You get relief from knowing that you aren’t missing things.

That feeling that you need to check your email every 20 minutes because you may have missed something important? A thing of the past. You can now pass that responsibility to your manager and be confident that they are checking everything for you. Only the most important items come past your ‘desk’, and you have the chance to be more efficient than ever as a result.

You get freedom.

Remember how you felt on the last day of school? The only thing between you and summer vacation was that bell. Once it rang, you knew you’d be able to focus fully on the things you wanted to do. No one could stop you… Except, maybe, parents who had other plans!

The freedom you get from hiring an email manager feels that same way.

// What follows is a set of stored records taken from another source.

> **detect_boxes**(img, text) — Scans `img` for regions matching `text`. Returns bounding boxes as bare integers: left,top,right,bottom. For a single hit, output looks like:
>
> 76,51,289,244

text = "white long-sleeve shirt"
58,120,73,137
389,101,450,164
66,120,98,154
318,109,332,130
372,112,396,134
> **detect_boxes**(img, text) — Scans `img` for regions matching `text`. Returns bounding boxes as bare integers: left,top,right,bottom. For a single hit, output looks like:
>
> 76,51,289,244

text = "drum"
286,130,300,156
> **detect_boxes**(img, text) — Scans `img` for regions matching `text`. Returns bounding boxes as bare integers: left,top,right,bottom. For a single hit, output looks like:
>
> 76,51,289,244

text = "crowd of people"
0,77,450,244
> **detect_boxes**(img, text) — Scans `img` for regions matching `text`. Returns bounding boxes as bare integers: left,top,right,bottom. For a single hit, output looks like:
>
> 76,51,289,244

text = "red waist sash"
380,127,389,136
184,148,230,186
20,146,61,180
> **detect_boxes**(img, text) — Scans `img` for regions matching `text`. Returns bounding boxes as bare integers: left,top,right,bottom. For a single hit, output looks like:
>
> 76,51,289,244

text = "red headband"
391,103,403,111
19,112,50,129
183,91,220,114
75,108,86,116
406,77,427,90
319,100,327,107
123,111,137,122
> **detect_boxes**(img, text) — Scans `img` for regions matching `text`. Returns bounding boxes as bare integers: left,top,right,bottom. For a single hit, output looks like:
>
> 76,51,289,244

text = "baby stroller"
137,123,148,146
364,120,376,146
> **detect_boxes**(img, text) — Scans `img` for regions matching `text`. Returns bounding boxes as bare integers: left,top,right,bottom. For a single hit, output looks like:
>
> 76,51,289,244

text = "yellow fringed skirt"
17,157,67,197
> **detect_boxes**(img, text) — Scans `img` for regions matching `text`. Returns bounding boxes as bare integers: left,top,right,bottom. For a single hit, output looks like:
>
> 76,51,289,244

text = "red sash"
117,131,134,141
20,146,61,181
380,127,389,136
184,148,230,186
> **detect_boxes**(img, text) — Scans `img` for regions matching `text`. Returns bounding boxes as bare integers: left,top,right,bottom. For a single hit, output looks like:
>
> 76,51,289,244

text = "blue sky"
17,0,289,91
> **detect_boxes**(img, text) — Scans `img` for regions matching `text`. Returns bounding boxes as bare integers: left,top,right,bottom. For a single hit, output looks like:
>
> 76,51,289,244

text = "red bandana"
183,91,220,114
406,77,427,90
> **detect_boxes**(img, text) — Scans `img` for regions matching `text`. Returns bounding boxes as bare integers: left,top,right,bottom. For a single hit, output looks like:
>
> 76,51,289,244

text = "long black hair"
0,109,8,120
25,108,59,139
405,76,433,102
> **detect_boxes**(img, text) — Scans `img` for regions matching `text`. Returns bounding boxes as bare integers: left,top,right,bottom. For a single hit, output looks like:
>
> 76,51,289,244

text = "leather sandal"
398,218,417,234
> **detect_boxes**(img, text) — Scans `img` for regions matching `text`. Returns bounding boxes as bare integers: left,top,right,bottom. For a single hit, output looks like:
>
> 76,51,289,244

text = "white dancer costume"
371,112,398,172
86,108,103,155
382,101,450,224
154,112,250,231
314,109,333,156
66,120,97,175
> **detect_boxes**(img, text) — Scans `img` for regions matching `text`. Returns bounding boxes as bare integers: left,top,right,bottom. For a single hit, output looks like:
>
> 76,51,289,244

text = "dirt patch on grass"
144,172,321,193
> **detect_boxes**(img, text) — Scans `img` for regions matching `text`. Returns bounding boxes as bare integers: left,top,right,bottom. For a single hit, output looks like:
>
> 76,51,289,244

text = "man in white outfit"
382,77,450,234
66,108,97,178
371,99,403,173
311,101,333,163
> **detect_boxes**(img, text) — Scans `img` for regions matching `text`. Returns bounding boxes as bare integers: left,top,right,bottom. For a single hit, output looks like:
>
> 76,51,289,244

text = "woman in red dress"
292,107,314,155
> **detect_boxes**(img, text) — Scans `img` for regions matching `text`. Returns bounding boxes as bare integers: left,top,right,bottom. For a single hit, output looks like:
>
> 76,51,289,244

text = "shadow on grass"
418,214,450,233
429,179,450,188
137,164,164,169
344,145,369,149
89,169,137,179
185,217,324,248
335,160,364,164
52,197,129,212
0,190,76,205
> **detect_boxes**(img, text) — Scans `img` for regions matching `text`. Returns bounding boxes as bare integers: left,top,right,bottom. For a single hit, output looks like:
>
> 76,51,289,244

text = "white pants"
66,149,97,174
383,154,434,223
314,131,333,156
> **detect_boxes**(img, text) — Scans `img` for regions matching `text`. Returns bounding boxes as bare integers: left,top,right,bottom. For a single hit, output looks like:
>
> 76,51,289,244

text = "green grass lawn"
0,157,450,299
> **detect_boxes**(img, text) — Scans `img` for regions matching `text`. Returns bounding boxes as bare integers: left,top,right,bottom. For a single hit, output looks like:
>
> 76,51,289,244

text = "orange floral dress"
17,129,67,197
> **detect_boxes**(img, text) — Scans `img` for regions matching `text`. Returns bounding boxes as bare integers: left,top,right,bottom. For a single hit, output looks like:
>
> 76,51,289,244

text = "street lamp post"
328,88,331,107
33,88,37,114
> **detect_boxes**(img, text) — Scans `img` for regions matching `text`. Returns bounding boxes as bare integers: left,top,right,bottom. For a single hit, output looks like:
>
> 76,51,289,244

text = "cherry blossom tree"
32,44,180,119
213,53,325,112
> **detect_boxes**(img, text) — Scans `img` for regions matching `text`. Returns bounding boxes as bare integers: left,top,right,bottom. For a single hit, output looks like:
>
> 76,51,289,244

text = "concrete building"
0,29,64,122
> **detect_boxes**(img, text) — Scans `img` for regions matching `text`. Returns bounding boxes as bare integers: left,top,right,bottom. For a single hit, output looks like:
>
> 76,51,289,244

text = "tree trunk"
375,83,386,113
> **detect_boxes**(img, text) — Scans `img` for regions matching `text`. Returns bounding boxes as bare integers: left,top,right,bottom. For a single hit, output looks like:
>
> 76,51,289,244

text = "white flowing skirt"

It puts you into a completely different frame of mind. It allows you to move your focus back to whatever you feel deserves your attention. I’m sure many of you have projects that you wish you could have started a long time ago, but email was holding you back. No more excuses!!


Email management is something everyone has to deal with. If you decide that you’d like to fix everything yourself, by all means, do that! Follow the steps in Option 1 and you’ll be well on your way to a better inbox. If Option 2 and hiring someone from InboxDone feels like the better choice for you, then go with that. In either case, remember to keep your focus on the priority: Minimizing your time in the inbox so you can maximize your output.

Anything you do will take time. If you create the right systems, though, the time that you put in at the beginning will pay for itself many times over. Then it’s up to you to decide what you’ll do with the extra breathing room. Find what works and stick with it – you’ll be glad you did!